How did this salubrious location get the name No-Good-Damper? Let’s be charitable and go with the explanation given to the editor of the Argus on 9 September 1924:
Sir: In the interesting article “The Gippsland Mystery” on Saturday by Ernest McCaughan it is stated that a party of five whites and ten blacks were sent out under the leadership of De Villiers, an ex police officer who kept the extraordinary named No Good Damper Inn. Apropos of this, a story was related to me by the late Robert Rowley, then of Rye (a very old colonist who had known Buckley, the wild white man). The story, which may be of interest, is that about the year 1840 lime was being burnt about Sorrento and Rye. A layer of sheoak logs was laid on the ground, then a layer of limestone. Another layer of logs, then again stone, and so on, until there was a considerable stack. Fire was next applied. By this rough and ready, though wasteful system, lime used in the building of early Melbourne was then burned. The lime was then “slacked”, afterwards sieved through a fine sieve, and forwarded to Melbourne by ketch. One of these old windjammers had the misfortune to go aground near the site of Frankston. The lime was taken off undamaged, stacked, and carefully covered a little way from the shore. A number of blacks were in the vicinity.
They had some little experience of the white fellow’s flour. When they found the lime, sieved and done up in small bags under a tarpaulin, they were sure they had got the genuine article in plenty. So they mustered in force, took away all they possibly could and fearing pursuit did not stop running until they put about 12 miles between them and the stack of lime. The blacks then mixed their flour with water upon their ‘possum rugs and put the dough in the ashes to bake, the result being spoiled rugs and bad damper. In the words of Mr Rowley, “they called that place Dandenong” which means “no good damper”.
Yours &c J. L. Brown, Sandringham Sept 8.
And now for the slightly less cheery version, courtesy of Edmund Finn (Garryowen) p. 963.
There is a place near Dandenong called “No good Damper”, and the origin of this name is very laughable. The proprietor of a small store there had occasion to be sometimes away from home, and the Aborigines, who had a great weakness for flour and mutton, stole a quantity of some flour, but the storekeeper said he would be even with the blacks. So he got a couple of bags of lime from Melbourne, and made them do duty for the flour at his next absence. “Blacky” called again, but instead of flour purloined a bag of lime, and left in great glee. On arriving at their quambying ground they commenced baking operations, when on mixing water with the supposed flour, they were horrified to find it fizz, and fancing the white man’s “debble debble” was about to bewitch them, they ran away yelling “No good damper, no good damper.” So thus the phrase took, and so the storeman’s place is named to this day. The flour was never troubled after. Arsenic, is said to have been often mixed with flour for the special use of the blacks at more than one of the stations in the then wild interior.
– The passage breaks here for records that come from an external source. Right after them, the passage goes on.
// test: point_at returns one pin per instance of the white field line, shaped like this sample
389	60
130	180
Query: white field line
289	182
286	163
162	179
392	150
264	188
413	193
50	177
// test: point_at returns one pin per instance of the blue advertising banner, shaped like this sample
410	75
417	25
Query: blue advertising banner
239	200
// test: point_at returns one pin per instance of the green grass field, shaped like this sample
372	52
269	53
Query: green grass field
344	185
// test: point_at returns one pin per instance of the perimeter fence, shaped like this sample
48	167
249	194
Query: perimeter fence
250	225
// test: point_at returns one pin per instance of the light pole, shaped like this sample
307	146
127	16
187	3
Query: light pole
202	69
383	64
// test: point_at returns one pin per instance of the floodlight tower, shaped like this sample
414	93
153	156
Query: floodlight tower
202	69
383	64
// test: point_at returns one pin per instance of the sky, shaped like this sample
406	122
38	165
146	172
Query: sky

Ah, yes, a laughable little story indeed.
And George Dunnerdale, who wrote ‘The Book of the Bush’ in 1893 wrote:
It was near Caulfield on the Melbourne side of “No Good Damper swamp”. Some blackfellows had been poisoned there by a settler who wanted to get rid of them. He gave them damper with arsenic in it, and when dying they said “No good damper”. (p. 276)
Would it have been possible at the time to pass off a deliberate poisoning as a “laughable” little anecdote, or even then would it have to have been disguised in some way? Certainly, several of the settlers who came before Judge Willis made no secret that they had shot aborigines who had “trespassed” on their land, or in retribution for stock deaths. And even now, you could be sitting in the comfort of your twentieth-century car passing “Murdering Gully” near Camperdown or Massacre Hill near Port Campbell.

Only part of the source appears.